Their apologies are for what Coderre called the city’s “tainted past;” decades of abuse, harassment, violence, arrests and neglect suffered by LGBTQ Montrealers at the hands of municipal authorities between the 1960s to 1990s.
“The best way to reconciliate (sic) is to make sure that we recognize what happened,” said Coderre. “I would like on behalf of the municipal administration of the City of Montreal...offer my public apologies.”
Like his Toronto counterpart in 2016, Montreal Police Chief Philippe Pichet expressed his Force’s “regrets” for events that took place “during different police operations in gay bars and clubs” over several decades.
“We have learned a lot within our organization...and have chosen to be part of the solution,” said Pichet. “We would like to sincerely apologize to the people that were targeted and marginalized and hope that with our words today this helps them to turn the page.”
Before Pride Montreal and this year’s Canada Pride, Montreal celebrated LGBT Pride with Divers-Cité. Co-founder Puelo Dier also attended the Mayor’s event.
“It feels awesome...it feels as though I’ve come full-circle,” said Dier. “This feels like closure in one aspect of the work I’ve done in this community.”
Dier did a solo show recently in which he spoke about Montreal’s LGBTQ history and what that was like for gay men of the day.

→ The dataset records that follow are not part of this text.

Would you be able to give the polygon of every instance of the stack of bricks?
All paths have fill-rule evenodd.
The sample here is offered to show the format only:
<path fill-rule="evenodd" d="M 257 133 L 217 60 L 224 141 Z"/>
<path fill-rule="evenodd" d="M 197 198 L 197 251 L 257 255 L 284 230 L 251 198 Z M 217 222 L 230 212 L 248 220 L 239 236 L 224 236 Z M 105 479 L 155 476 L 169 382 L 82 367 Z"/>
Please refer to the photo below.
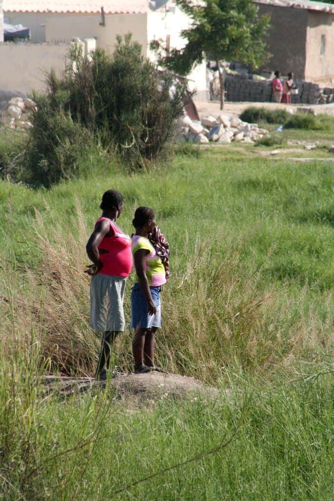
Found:
<path fill-rule="evenodd" d="M 227 76 L 225 90 L 227 101 L 264 102 L 270 101 L 271 97 L 271 84 L 266 80 L 257 82 Z"/>
<path fill-rule="evenodd" d="M 321 91 L 317 84 L 304 82 L 295 82 L 298 94 L 291 96 L 292 104 L 317 104 L 334 102 L 334 89 L 326 88 Z M 225 81 L 226 98 L 229 101 L 265 102 L 273 101 L 271 80 L 260 81 L 248 79 L 245 75 L 228 75 Z M 212 95 L 211 99 L 218 96 Z"/>
<path fill-rule="evenodd" d="M 325 87 L 322 91 L 322 97 L 323 98 L 324 104 L 334 103 L 334 89 L 330 87 Z"/>

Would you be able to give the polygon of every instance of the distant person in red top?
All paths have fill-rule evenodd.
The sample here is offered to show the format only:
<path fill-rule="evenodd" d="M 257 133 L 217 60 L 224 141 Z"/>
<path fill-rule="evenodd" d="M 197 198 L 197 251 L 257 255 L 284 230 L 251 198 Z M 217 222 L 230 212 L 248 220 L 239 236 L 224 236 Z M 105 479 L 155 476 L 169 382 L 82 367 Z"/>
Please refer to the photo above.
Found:
<path fill-rule="evenodd" d="M 116 190 L 103 194 L 101 217 L 86 245 L 93 265 L 85 273 L 91 280 L 91 327 L 103 332 L 96 377 L 105 379 L 109 368 L 111 347 L 124 330 L 123 300 L 125 283 L 132 268 L 131 239 L 116 223 L 123 209 L 123 198 Z"/>
<path fill-rule="evenodd" d="M 285 80 L 283 84 L 283 94 L 281 103 L 286 103 L 291 104 L 291 96 L 290 92 L 291 89 L 295 88 L 293 84 L 293 74 L 290 72 L 287 74 L 287 80 Z"/>
<path fill-rule="evenodd" d="M 272 80 L 272 92 L 276 103 L 280 103 L 283 93 L 283 86 L 280 80 L 280 73 L 278 70 L 275 72 L 275 78 Z"/>

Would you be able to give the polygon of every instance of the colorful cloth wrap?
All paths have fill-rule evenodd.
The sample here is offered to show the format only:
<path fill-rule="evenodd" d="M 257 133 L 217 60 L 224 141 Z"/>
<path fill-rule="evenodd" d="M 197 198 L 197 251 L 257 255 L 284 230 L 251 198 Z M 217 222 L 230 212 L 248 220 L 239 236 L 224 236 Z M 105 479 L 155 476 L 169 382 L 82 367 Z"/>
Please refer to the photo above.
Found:
<path fill-rule="evenodd" d="M 148 239 L 154 247 L 157 254 L 162 262 L 167 280 L 169 277 L 169 261 L 170 255 L 169 244 L 158 226 L 156 226 L 152 233 L 149 234 Z"/>

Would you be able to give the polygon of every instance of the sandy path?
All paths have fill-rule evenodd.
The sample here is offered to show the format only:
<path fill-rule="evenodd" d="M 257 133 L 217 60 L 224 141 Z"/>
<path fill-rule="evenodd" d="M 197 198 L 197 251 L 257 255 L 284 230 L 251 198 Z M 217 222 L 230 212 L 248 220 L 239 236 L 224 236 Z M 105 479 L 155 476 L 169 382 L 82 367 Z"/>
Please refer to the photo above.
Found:
<path fill-rule="evenodd" d="M 203 115 L 208 114 L 217 115 L 220 112 L 219 103 L 214 101 L 195 101 L 195 104 L 197 109 L 197 112 L 200 118 Z M 317 114 L 326 113 L 334 116 L 334 103 L 330 104 L 277 104 L 276 103 L 252 103 L 246 102 L 226 102 L 224 106 L 223 112 L 233 113 L 239 116 L 241 113 L 249 106 L 255 106 L 256 108 L 264 107 L 269 110 L 274 110 L 276 108 L 281 109 L 282 108 L 311 108 Z"/>

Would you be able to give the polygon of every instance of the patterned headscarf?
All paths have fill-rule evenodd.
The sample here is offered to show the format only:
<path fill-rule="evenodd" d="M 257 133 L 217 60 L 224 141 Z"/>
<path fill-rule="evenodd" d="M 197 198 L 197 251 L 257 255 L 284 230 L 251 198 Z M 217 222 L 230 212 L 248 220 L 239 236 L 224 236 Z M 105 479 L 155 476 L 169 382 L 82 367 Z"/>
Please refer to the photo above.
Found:
<path fill-rule="evenodd" d="M 162 262 L 167 279 L 169 277 L 169 263 L 168 262 L 170 254 L 169 244 L 158 226 L 155 226 L 152 233 L 149 233 L 148 238 Z"/>

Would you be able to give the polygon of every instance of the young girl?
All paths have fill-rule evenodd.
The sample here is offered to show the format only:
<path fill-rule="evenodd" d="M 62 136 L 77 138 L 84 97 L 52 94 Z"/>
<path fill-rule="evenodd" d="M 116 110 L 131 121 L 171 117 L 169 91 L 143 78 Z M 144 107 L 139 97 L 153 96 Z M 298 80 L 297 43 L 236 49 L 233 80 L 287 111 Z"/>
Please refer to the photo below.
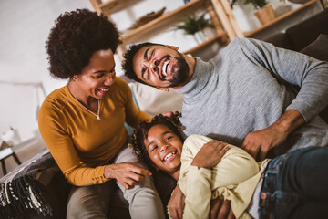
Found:
<path fill-rule="evenodd" d="M 179 122 L 141 122 L 129 146 L 138 159 L 178 181 L 183 218 L 208 218 L 210 201 L 231 201 L 236 218 L 326 218 L 328 149 L 308 147 L 261 162 L 243 150 L 200 135 L 185 141 Z"/>

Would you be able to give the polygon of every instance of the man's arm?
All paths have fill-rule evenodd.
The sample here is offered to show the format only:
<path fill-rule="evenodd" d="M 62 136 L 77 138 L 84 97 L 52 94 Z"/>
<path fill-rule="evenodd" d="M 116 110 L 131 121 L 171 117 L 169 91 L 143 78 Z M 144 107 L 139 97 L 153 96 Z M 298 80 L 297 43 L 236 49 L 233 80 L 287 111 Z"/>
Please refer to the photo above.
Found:
<path fill-rule="evenodd" d="M 277 121 L 264 130 L 250 132 L 241 145 L 241 148 L 253 158 L 264 160 L 268 151 L 283 143 L 288 135 L 305 122 L 300 112 L 288 110 Z"/>
<path fill-rule="evenodd" d="M 267 68 L 278 81 L 301 88 L 277 121 L 245 137 L 241 148 L 263 160 L 271 149 L 283 143 L 292 130 L 327 106 L 328 63 L 254 39 L 242 39 L 240 43 L 246 56 Z"/>

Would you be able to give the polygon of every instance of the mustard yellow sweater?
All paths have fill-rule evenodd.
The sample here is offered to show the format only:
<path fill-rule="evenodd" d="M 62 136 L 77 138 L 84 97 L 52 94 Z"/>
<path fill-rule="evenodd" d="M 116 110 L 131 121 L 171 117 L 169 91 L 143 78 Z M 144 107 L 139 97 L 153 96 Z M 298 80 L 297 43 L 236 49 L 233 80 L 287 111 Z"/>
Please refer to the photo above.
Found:
<path fill-rule="evenodd" d="M 85 109 L 68 90 L 67 84 L 49 94 L 39 111 L 41 135 L 68 182 L 102 183 L 105 164 L 125 145 L 125 121 L 135 127 L 150 118 L 138 110 L 128 85 L 116 78 L 100 101 L 101 120 Z"/>

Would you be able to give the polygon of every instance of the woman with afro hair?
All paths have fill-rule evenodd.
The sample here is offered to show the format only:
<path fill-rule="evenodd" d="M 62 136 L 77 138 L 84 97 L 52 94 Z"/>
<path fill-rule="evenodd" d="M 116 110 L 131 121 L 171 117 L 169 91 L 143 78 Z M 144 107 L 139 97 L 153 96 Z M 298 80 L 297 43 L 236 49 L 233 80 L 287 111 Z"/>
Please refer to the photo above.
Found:
<path fill-rule="evenodd" d="M 135 106 L 128 85 L 116 78 L 114 54 L 120 43 L 116 26 L 87 9 L 60 15 L 46 41 L 50 74 L 68 82 L 46 98 L 38 123 L 74 185 L 67 218 L 107 218 L 116 184 L 132 218 L 165 218 L 150 172 L 127 147 L 125 122 L 135 127 L 150 118 Z"/>

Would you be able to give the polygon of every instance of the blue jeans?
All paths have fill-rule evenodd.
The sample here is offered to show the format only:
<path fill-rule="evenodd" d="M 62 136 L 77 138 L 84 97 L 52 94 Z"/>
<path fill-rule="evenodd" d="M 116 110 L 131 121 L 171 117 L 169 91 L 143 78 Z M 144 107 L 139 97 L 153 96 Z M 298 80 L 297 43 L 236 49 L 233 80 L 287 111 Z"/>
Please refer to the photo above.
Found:
<path fill-rule="evenodd" d="M 259 214 L 328 218 L 328 148 L 308 147 L 272 159 L 264 173 Z"/>

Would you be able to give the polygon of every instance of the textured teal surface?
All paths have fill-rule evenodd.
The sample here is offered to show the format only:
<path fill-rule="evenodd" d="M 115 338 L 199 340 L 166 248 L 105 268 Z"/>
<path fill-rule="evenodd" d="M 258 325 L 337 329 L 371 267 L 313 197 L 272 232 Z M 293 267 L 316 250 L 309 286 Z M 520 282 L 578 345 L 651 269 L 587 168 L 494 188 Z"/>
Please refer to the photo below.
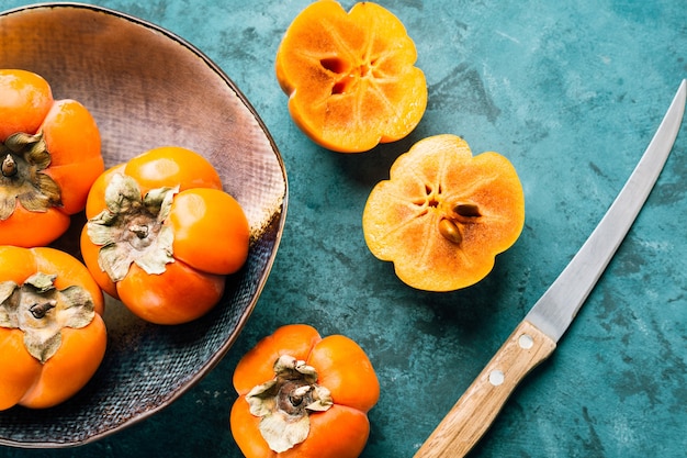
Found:
<path fill-rule="evenodd" d="M 236 362 L 296 322 L 358 340 L 378 370 L 363 457 L 412 457 L 592 232 L 687 77 L 683 0 L 380 1 L 416 42 L 429 105 L 408 138 L 346 156 L 294 126 L 273 75 L 281 35 L 307 0 L 94 3 L 180 35 L 237 83 L 284 157 L 286 226 L 245 331 L 191 391 L 98 443 L 0 447 L 0 457 L 240 457 L 228 429 Z M 471 457 L 687 456 L 686 124 L 577 320 Z M 507 156 L 527 202 L 525 231 L 492 275 L 443 294 L 401 283 L 368 252 L 360 222 L 395 157 L 440 133 Z"/>

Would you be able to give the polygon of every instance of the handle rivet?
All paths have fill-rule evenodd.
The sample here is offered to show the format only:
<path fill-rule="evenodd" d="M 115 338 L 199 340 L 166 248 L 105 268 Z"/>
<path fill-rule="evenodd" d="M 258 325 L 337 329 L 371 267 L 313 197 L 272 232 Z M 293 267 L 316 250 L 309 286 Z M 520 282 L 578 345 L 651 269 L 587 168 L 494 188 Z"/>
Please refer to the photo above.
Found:
<path fill-rule="evenodd" d="M 529 350 L 532 348 L 532 345 L 534 345 L 534 339 L 529 334 L 522 334 L 520 338 L 518 338 L 518 345 L 520 345 L 520 348 Z"/>
<path fill-rule="evenodd" d="M 502 384 L 504 382 L 504 372 L 498 369 L 495 369 L 489 373 L 489 383 L 492 383 L 494 387 L 498 387 L 499 384 Z"/>

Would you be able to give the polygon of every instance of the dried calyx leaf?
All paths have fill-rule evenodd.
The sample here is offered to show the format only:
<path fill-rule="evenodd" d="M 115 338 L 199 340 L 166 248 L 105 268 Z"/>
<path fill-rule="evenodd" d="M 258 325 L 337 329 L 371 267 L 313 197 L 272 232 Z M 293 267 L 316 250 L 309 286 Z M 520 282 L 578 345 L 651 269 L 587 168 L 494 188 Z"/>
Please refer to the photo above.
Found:
<path fill-rule="evenodd" d="M 311 412 L 324 412 L 334 404 L 329 390 L 316 382 L 313 367 L 283 355 L 274 362 L 274 378 L 246 394 L 250 413 L 261 417 L 260 433 L 272 450 L 285 451 L 305 440 Z"/>
<path fill-rule="evenodd" d="M 101 246 L 98 262 L 113 282 L 126 277 L 132 262 L 147 273 L 162 273 L 173 262 L 173 231 L 164 224 L 176 188 L 157 188 L 142 196 L 135 179 L 115 174 L 105 189 L 108 208 L 87 223 L 91 242 Z"/>
<path fill-rule="evenodd" d="M 0 220 L 9 219 L 19 201 L 31 212 L 61 205 L 59 186 L 43 170 L 50 165 L 43 133 L 18 132 L 0 142 Z"/>
<path fill-rule="evenodd" d="M 78 286 L 57 290 L 55 278 L 37 272 L 21 286 L 0 282 L 0 327 L 23 331 L 26 350 L 42 364 L 59 349 L 64 327 L 88 326 L 95 315 L 87 290 Z"/>

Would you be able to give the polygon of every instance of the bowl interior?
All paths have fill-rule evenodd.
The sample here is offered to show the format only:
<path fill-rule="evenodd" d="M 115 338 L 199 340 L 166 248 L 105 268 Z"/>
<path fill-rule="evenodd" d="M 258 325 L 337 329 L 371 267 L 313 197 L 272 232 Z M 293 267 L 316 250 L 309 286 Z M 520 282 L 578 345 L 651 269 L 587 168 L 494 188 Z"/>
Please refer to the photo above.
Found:
<path fill-rule="evenodd" d="M 2 445 L 83 444 L 168 405 L 229 349 L 273 262 L 285 217 L 285 170 L 235 85 L 192 45 L 150 23 L 76 3 L 11 10 L 0 13 L 0 68 L 34 71 L 55 99 L 83 103 L 100 127 L 106 167 L 162 145 L 204 155 L 251 226 L 249 259 L 207 315 L 156 326 L 110 301 L 105 359 L 87 387 L 56 407 L 0 412 Z M 55 246 L 79 257 L 83 223 L 75 217 Z"/>

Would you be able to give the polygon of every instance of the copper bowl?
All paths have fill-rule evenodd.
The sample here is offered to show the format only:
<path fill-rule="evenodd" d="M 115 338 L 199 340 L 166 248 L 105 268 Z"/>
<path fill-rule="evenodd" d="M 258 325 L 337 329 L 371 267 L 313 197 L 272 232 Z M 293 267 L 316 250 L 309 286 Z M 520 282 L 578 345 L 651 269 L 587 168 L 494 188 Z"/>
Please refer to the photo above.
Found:
<path fill-rule="evenodd" d="M 252 232 L 245 267 L 222 301 L 184 325 L 145 323 L 112 300 L 105 358 L 74 398 L 47 410 L 0 412 L 0 444 L 86 444 L 169 405 L 221 360 L 248 320 L 281 238 L 288 201 L 282 158 L 234 82 L 199 49 L 151 23 L 104 8 L 44 3 L 0 13 L 0 68 L 43 76 L 56 99 L 93 114 L 105 166 L 162 145 L 193 149 L 218 169 Z M 82 217 L 82 216 L 81 216 Z M 55 243 L 79 257 L 83 221 Z"/>

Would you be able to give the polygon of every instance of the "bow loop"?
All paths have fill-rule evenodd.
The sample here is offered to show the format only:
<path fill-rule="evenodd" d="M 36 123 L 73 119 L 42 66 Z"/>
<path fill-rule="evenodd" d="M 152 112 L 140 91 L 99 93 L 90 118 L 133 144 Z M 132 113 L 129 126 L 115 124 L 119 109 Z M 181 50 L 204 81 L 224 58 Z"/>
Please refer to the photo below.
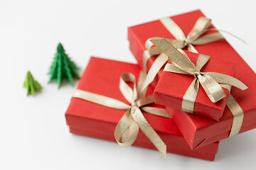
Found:
<path fill-rule="evenodd" d="M 141 89 L 144 80 L 145 74 L 141 72 L 138 81 L 139 89 Z M 127 84 L 127 81 L 131 81 L 134 84 L 133 89 Z M 170 118 L 171 117 L 167 111 L 163 108 L 144 106 L 154 103 L 153 96 L 145 96 L 146 94 L 144 91 L 137 92 L 135 76 L 131 73 L 125 73 L 121 76 L 119 89 L 127 101 L 131 104 L 130 106 L 110 97 L 82 90 L 76 90 L 73 97 L 109 108 L 127 110 L 114 130 L 114 137 L 118 144 L 122 147 L 132 145 L 138 135 L 139 129 L 141 129 L 163 157 L 166 158 L 166 145 L 146 121 L 141 109 L 150 114 Z M 120 142 L 120 140 L 122 141 Z"/>
<path fill-rule="evenodd" d="M 212 102 L 216 103 L 225 96 L 223 88 L 210 76 L 203 73 L 198 77 L 200 84 Z"/>
<path fill-rule="evenodd" d="M 218 83 L 234 85 L 240 89 L 247 87 L 238 79 L 220 73 L 202 72 L 201 69 L 209 61 L 210 57 L 198 55 L 196 66 L 190 60 L 188 55 L 182 50 L 176 50 L 164 39 L 151 40 L 164 52 L 171 62 L 167 64 L 164 69 L 177 74 L 193 75 L 195 79 L 186 91 L 182 101 L 182 110 L 188 113 L 193 112 L 196 98 L 201 84 L 210 100 L 216 103 L 225 96 L 225 94 Z"/>

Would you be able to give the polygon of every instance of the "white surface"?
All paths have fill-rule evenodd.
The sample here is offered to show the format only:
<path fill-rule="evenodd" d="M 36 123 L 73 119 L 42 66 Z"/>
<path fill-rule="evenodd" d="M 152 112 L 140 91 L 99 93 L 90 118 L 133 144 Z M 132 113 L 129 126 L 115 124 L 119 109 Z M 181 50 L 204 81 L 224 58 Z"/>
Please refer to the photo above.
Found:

“Cops raiding bars, brandishing machine guns and cameras and those arrested would have their names and pictures printed in the daily newspaper and shown on camera on television,” explained Dier. “That destroyed lives.”
These apologies are long-overdue for many gay Montrealers and Coderre admits there is still work to be done. That includes a new working group to develop policy options on sexual diversity and gender parity that will form part of a code of conduct and ethics for municipal public servants.
When asked about the global reality facing LGBTQ citizens, Coderre didn’t mention any names, but stressed the importance of safeguarding all of the LGBTQ community’s human rights victories. “We need to protect that in that world we’re living now. It’s very fragile,” he said.
“There is some evil out there. So we need not only to protect, but we have a duty to speak. We have a duty to make sure that everyone sticks together.”